Executable Runbooks for Releases MVC
Problem to solve
Managing releases in GitLab from a traditional, manual or semi-automated release checklist point of view is difficult. We even have this ourselves at GitLab - for an example of how this is done here today, you can see how we managed the 11.4 release at gitlab-org/release/tasks#462 (closed) and gitlab-org/release/tasks#460 (closed). There are manual tasks defined in the issue description in markdown, and these are discussed and checked off as things go. This is a pain for a few reasons:
- Context is minimal, detailed instructions could be linked to but aren't naturally in place in the checklist (it would get too long)
- Clicking on checkboxes is error prone, there's no separate way to validate that something actually happened
- It's not possible to see how the plan is changing over time
- It's not possible to measure the performance/efficiency of the plan
We should provide a better way to support these kind of workflows within GitLab, without breaking pipelines and turning them into manual processes.
Release Managers and teams involved in executing releases. The main difference between this and a pipeline implementer for a
.gitlab-ci.yml is that the authors of these kinds of pipelines are much less technical, and even editing yaml might be a challenge (though they will still need to understand markdown.)
Our internal customers are the #production team (for runbooks in general) and #delivery team (for release plans).
We have already delivered Jupyter Runbooks which allow for mixing code and documentation, via the issue &380. The configure team is also adding the ability to check these in to source control via https://gitlab.com/gitlab-org/gitlab-ce/issues/47138. Finally, we are also targeting "draft/in-progress releases" to be created via https://gitlab.com/gitlab-org/gitlab-ce/issues/38105 in this same release, which will create a natural home for a release-focused runbook to be associated.

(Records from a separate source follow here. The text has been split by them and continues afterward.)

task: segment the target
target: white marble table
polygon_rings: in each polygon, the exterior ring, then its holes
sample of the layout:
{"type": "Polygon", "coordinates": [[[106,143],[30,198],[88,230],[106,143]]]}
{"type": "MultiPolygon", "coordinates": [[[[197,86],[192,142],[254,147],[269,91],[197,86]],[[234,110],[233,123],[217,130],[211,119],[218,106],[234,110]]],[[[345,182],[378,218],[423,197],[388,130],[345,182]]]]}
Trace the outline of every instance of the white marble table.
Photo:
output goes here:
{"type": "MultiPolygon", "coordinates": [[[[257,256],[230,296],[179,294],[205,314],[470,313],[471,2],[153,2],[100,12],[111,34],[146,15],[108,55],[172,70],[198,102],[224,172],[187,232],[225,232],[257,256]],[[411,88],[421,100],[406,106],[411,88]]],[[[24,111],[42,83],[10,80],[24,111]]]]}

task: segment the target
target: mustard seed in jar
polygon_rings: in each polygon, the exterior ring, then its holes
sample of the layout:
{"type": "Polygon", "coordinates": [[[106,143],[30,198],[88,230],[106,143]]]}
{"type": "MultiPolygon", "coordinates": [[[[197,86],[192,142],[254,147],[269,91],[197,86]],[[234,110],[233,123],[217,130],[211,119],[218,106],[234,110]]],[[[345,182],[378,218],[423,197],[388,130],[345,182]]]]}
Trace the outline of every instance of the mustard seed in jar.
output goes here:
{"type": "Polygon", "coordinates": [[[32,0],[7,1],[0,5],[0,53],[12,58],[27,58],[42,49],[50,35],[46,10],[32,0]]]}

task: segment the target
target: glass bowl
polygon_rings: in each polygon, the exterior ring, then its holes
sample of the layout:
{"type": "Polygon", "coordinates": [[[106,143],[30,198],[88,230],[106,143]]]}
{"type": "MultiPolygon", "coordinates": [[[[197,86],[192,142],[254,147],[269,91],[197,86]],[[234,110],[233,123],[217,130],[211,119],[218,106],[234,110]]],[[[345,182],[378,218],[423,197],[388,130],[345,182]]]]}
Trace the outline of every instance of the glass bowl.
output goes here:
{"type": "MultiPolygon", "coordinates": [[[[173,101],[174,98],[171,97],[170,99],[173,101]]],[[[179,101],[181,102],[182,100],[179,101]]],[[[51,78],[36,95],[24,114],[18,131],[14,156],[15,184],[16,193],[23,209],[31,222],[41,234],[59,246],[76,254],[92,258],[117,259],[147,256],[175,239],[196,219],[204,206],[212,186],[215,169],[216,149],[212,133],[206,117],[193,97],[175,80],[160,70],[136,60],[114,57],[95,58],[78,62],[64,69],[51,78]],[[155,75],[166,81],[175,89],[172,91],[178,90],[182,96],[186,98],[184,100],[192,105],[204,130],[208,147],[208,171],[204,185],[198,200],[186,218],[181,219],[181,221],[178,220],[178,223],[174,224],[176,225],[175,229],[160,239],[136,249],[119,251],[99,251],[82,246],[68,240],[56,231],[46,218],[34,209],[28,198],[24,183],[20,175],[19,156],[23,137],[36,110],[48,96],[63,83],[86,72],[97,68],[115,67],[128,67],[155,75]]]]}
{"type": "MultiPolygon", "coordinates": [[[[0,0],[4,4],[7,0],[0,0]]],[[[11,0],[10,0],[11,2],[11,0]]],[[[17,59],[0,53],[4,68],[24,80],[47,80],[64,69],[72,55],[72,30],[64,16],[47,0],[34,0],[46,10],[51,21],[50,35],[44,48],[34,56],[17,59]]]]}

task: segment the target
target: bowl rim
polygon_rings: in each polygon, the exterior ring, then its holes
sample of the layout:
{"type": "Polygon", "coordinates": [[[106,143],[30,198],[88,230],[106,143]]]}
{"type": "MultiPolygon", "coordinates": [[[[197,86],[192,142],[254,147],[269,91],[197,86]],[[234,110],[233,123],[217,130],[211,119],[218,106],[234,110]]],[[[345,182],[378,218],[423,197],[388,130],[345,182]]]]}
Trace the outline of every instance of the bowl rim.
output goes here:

What this MVC will introduce is the following:
- The ability to tie a release to an instance of a runbook. We won't enforce that the release is
pending, but that will be the main use case.
- Release pages/lists should link to the runbook and show at least minimal status of the runbook (running, complete, etc.) More info is better, but we need to keep to MVC level scope.

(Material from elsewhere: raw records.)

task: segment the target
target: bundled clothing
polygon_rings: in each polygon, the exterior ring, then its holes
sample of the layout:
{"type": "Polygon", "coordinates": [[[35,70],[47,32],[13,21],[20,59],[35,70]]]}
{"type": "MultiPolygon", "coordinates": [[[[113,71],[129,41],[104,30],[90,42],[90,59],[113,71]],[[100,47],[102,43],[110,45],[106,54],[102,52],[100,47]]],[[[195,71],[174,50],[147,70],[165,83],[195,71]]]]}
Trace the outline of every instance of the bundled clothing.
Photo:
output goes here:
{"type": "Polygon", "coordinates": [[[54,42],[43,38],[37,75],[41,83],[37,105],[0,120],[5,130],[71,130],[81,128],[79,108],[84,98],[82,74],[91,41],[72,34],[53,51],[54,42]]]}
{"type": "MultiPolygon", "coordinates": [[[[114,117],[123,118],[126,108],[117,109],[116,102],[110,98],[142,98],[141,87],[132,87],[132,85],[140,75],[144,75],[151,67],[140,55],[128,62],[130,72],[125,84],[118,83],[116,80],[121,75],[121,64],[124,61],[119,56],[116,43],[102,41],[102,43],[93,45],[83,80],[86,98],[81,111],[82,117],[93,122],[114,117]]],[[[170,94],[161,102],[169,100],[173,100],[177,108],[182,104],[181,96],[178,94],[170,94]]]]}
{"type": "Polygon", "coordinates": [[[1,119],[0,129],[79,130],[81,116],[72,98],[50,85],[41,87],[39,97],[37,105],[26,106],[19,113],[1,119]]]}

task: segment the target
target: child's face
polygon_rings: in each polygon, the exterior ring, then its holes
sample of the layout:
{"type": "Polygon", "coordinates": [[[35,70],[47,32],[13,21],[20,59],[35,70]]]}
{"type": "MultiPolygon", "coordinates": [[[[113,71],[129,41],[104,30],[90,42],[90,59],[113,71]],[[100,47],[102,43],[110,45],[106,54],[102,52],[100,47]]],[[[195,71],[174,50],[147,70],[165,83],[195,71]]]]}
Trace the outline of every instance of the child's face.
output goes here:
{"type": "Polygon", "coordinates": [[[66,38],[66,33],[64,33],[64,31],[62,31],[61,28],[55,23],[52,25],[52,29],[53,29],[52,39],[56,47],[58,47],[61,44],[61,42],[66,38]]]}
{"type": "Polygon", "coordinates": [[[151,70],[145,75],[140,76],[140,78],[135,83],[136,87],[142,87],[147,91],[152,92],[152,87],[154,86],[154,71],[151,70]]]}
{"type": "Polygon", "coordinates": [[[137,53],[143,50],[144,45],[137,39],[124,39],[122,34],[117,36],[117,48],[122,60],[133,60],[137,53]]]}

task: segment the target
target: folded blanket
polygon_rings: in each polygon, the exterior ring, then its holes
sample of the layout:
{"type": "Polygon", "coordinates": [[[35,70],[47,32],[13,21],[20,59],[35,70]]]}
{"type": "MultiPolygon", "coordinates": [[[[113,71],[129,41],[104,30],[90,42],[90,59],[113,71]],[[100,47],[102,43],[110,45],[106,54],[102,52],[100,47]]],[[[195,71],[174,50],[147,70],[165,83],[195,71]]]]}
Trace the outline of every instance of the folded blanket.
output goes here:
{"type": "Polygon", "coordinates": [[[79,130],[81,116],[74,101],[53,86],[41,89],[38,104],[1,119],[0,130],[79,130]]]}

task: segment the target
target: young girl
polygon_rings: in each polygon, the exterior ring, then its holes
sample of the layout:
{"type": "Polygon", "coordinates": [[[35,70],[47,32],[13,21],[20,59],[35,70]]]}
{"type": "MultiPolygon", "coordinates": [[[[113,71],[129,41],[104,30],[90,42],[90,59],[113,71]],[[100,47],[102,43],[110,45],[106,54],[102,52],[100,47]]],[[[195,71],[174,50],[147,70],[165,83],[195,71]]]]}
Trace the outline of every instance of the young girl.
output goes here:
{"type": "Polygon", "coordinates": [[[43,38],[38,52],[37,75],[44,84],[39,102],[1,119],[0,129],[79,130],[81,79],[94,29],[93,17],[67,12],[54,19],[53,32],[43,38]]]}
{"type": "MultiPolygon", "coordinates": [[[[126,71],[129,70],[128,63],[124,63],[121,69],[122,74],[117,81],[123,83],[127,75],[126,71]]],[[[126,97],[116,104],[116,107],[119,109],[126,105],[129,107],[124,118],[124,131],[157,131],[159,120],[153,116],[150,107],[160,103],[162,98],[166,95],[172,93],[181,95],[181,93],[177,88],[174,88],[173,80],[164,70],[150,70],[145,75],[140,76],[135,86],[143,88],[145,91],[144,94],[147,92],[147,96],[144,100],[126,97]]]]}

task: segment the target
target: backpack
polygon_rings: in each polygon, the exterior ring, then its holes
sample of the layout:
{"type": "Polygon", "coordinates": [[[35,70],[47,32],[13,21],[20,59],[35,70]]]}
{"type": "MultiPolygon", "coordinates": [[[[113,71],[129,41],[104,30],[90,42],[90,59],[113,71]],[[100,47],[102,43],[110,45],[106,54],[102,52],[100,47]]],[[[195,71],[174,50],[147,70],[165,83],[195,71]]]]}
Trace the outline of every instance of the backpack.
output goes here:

Because runbooks aren't distributed with GitLab, we need to ensure that the button/UX makes points to the documentation required to get it set up: https://docs.gitlab.com/ee/user/project/clusters/runbooks/
Finally, this feature will be heavier than usual on the documentation side to ensure people know what to do with the MVC version, and also what a good release runbook would look like. @jlenny will help with the documentation on this item, and also write a blog post for awareness/additional help, perhaps focused on how to translate an Excel runbook into a Jupyter runbook.
Why Runbooks for Releases
You can look at a traditional release plan as a kind of state machine for deploying applications. This could be done in something like Excel (which more people are still using than you might expect), or a workflow tool like Electric Flow. In short, a state machine like this lets you:
- Be able to see what the status is
- Which tasks on track
- What is failing
Typically, releases will have an overall due date and a work-back plan for delivering. Some items may depend on or block other items. Some of these items may be automation happening in GitLab, some may be issue/MR states, some may be wholly manual tasks. The power of the runbook is that you can combine all of these things into one plan, without building manual jobs and that sort of thing into the automation pipeline.
Runbooks vs. Excel
There are a couple ways what we build can be better than using Excel:
- Automatic value stream analysis (how long are things taking, how much is automated, what tasks are taking a long time and could be opportunities to improve efficiency). This is what release orchestration products on the market primarily offer.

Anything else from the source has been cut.